Barrett sighed. “I’m not a good talker. Especially not about Steph.”

“Just answer the question,” Tate said. “Please?”

“We worked together at the Boarding House,” he said. “Waiting tables.”

“You waited tables?”

“Three summers. The first two summers were uneventful. The third summer was Stephanie.”

“She grew up on Nantucket?”

“Quincy, Mass. Irish Catholic. Five brothers and her. Her parents have a cottage in Chatham. She used to work summers in Chatham, at the Squire, but she came to Nantucket one year because the money was better.” He reached out and touched Tate’s face. “Can I be done?”

“I want to know you,” she said.

He pressed his lips together, and Tate feared she’d messed up. He whispered in her ear. “Will you come back with me tonight? Spend the night at my house? Please?”

She swooned. Yes! But no, she couldn’t. She couldn’t abandon her mother and Aunt India. She couldn’t abandon Chess; they had just moved one baby step forward.
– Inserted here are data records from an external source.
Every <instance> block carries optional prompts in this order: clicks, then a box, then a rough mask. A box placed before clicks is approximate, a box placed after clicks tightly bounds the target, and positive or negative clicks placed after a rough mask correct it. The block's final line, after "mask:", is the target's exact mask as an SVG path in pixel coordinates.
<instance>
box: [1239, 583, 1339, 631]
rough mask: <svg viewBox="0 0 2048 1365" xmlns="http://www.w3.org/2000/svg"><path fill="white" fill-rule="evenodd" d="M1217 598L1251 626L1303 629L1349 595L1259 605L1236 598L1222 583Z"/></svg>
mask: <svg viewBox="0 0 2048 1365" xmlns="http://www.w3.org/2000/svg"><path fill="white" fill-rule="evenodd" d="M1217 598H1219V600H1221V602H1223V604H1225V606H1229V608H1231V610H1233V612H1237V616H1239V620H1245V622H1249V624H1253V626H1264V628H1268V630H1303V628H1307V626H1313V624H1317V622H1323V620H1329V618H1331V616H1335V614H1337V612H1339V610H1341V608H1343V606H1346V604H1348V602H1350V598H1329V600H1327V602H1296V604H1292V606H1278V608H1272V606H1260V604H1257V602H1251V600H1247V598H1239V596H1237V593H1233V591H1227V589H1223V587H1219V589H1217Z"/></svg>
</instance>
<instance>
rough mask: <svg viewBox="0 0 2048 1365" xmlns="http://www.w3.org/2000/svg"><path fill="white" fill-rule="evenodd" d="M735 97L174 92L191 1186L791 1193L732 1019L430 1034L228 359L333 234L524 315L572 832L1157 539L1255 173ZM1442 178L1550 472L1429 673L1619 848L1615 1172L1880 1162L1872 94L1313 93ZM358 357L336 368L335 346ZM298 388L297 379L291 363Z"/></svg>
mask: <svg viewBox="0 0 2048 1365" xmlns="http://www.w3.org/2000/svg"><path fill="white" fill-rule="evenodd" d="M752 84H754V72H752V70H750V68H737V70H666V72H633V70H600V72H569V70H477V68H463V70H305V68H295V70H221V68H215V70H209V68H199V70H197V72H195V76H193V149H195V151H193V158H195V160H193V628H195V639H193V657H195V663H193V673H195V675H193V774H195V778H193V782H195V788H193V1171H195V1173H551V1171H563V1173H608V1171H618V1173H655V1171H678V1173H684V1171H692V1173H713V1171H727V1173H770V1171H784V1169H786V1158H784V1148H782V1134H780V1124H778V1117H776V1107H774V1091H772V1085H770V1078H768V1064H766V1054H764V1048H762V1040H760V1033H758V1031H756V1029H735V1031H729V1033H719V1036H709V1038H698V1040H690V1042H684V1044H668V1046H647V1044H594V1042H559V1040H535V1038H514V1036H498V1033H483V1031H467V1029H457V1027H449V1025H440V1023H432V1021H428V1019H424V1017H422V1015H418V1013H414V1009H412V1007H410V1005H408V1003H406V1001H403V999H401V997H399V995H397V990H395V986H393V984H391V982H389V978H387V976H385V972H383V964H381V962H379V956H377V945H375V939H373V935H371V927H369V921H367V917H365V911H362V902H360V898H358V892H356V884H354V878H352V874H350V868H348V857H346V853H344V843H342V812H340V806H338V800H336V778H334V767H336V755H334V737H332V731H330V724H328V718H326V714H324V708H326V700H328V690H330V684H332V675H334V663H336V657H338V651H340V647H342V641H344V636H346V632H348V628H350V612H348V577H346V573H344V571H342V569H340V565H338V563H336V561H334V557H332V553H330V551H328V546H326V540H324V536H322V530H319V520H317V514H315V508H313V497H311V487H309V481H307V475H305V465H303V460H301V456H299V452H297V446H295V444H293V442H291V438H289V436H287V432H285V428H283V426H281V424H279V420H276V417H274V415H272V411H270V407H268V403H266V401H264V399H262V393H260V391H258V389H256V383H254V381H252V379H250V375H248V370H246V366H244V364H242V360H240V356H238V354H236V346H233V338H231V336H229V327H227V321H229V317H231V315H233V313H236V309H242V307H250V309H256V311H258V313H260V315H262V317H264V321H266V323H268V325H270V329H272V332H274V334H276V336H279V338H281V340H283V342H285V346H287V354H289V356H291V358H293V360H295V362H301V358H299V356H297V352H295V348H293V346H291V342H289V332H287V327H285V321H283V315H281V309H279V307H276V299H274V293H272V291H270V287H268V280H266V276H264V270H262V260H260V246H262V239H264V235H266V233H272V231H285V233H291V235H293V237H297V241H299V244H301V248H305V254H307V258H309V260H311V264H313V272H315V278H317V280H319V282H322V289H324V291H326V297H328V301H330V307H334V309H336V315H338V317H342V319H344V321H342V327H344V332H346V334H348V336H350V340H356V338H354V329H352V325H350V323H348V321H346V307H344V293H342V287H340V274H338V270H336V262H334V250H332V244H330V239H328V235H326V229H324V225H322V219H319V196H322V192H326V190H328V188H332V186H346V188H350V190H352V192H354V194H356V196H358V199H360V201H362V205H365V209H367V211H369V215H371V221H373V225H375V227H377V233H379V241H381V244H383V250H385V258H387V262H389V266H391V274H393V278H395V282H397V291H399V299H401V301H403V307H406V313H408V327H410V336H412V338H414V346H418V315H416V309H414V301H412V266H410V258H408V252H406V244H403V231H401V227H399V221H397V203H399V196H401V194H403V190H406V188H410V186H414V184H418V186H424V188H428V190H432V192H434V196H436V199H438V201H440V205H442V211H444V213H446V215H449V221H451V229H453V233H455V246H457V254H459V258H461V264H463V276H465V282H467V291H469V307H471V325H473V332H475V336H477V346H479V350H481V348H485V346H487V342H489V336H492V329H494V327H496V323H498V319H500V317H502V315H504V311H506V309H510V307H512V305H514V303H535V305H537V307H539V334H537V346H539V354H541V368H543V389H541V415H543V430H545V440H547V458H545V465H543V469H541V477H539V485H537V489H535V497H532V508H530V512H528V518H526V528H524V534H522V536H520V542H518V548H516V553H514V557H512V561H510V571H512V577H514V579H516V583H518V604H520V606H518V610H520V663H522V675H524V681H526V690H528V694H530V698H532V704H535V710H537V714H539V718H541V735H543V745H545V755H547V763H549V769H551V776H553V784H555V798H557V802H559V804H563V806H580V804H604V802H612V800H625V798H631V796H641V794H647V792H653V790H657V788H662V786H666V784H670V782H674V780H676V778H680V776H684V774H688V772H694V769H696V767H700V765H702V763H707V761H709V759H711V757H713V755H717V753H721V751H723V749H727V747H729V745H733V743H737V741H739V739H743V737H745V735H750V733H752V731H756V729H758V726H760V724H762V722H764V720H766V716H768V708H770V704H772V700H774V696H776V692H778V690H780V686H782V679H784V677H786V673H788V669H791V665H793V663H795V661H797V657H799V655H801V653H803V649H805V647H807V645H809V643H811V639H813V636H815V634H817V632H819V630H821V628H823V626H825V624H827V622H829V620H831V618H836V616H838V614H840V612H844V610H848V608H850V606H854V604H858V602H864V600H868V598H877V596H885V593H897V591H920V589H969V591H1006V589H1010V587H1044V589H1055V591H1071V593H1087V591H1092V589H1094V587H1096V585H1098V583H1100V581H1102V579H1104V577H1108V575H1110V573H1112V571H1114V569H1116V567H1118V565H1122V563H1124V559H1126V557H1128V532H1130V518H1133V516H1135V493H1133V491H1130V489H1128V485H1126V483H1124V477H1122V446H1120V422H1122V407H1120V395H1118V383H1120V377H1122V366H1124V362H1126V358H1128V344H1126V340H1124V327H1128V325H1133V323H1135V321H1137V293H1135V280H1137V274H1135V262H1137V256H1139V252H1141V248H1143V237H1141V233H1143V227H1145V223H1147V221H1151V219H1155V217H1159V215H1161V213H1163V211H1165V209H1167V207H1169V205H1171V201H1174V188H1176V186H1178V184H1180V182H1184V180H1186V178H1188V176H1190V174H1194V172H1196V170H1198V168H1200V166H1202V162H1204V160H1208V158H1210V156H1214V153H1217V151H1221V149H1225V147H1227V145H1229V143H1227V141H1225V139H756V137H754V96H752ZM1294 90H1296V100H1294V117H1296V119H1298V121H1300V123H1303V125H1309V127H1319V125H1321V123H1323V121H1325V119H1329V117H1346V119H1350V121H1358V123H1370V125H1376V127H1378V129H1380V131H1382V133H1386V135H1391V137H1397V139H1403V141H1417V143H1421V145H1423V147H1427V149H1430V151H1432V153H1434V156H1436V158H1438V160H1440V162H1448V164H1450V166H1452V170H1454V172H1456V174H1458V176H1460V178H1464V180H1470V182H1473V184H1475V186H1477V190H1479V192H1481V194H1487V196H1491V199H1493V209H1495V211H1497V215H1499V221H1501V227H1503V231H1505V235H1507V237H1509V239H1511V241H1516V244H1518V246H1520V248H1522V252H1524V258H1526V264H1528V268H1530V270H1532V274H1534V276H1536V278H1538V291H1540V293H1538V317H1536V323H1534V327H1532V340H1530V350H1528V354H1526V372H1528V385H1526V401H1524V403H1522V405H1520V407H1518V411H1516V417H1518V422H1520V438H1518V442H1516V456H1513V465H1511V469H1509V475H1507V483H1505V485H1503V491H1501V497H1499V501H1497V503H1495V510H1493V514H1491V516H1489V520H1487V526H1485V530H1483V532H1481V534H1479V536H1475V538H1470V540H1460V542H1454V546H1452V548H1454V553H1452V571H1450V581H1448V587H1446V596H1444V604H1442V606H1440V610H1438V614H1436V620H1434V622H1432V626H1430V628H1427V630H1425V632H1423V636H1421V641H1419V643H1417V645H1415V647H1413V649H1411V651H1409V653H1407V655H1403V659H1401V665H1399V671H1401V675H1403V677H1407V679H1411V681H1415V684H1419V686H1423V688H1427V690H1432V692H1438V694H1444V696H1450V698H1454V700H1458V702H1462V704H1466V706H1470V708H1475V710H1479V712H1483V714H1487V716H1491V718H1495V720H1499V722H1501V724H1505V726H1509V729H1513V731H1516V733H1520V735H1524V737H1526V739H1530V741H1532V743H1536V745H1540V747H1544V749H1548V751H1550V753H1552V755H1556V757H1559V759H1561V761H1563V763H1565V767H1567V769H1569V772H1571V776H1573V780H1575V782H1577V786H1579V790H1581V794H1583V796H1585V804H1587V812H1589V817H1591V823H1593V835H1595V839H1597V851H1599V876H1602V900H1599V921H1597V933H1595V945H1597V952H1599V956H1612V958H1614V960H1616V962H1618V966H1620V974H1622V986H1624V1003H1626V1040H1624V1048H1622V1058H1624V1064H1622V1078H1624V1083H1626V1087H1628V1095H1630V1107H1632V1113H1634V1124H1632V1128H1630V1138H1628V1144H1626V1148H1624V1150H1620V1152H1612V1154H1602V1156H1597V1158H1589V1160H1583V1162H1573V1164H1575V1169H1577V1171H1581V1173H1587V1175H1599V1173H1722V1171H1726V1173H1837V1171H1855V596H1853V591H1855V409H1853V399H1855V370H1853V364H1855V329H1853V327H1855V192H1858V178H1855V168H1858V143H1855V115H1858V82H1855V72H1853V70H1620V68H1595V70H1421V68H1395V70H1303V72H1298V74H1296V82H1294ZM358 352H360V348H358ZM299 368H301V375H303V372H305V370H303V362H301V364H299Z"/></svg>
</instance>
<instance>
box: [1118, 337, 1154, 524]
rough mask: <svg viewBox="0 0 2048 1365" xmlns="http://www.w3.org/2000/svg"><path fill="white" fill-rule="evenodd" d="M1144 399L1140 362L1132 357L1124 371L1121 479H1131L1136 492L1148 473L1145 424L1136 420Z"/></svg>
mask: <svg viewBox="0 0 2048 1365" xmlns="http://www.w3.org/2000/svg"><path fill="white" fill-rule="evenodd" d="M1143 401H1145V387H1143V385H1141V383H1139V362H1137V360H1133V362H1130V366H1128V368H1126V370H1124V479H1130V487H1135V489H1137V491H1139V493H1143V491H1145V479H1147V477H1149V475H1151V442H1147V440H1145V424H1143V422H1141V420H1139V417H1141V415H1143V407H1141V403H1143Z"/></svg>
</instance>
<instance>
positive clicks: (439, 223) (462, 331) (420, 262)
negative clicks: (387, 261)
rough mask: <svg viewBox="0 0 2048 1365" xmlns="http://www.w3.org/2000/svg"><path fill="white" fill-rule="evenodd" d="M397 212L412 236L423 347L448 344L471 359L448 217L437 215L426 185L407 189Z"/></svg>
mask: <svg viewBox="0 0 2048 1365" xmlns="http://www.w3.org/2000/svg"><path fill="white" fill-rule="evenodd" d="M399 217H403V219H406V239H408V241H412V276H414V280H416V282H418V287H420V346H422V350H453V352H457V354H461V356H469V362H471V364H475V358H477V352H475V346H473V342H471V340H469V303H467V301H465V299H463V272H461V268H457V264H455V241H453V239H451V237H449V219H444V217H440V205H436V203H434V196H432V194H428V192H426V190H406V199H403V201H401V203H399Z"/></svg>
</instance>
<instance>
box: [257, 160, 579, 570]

“I want to,” she said. “But I can’t. I have to stay with my family. They need me.”

“I need you.”

“They need me more.”

“More than me?”

“I think so.”

INDIA

India was sleeping at night.

It was a miracle. The first night she had been exhausted from traveling, but then she slept just as soundly the second night, then the third night, the fourth, the fifth, the sixth. She lay down on her gelatinous mattress, surrounded herself with the new, firm pillows Birdie had ordered from a catalog, and let the angels carry her away, just as she had when she was a child in this house, then a teenager (she’d slept until noon in those days), then a young wife and mother alongside Bill. She slept for long, luxurious, uninterrupted hours and awoke with the sun streaming in the windows and dust motes dancing in the air and the smell of bacon and the sound of Birdie downstairs humming Linda Ronstadt. And India felt triumphant, as proud of herself as if she’d run a sub-four-hour marathon.

Was I wrong about you?

The letter from Lula hadn’t disrupted India’s sleep. She had feared it might; she feared she would toss and turn, rolling the stupid question around in her mind like an obsidian marble, black and impenetrable. But India lay down, prepared for the worst, and was escorted to the twilight blue waiting room where she loitered in half consciousness until she was whisked to the inner chamber of sleep.

During the day, however, India was restless. She picked at the meaning of the question, she composed possible responses, she revisited the events of the spring until she feared for their veracity. Had all that really happened, or was India embellishing it? She was preoccupied; she couldn’t relax.

Which left her on an equal footing with everybody else.

India took a walk, not to the northwest, where Birdie and Tate liked to go, but to the northeast, past East Pond. This was India’s first venture off the property since they’d been here; she was lazy when it came to exercise, always had been, and the cigarettes punished her lungs with a creeping burn. But India used to be fond of this walk-it was sweet with lilac and honeysuckle. She passed the house owned by the pilot, who kept a Cessna parked in his yard like a car. There was a woman of a certain age in the yard, deadheading daylilies. She waved to India and said, “Life is good!”

“Life is good!” India called back, cringing internally. She and Birdie had been taught as children to always use the proper Tuckernuck greeting, but it made India feel like a dipshit. India picked up her pace so as not to get caught up in an unexpected visit.

She was on a mission, of sorts.

She passed the old schoolhouse, with its white clapboard siding. India could almost hear the schoolmarm slapping her ruler down on the desks. It had been refurbished as a private home, but for a long while it had stood abandoned, and once, years earlier, India and Bill had broken in and made love in the classroom. The room had smelled like chalk dust.

Bill had said, “I’m going to teach you a thing or two.”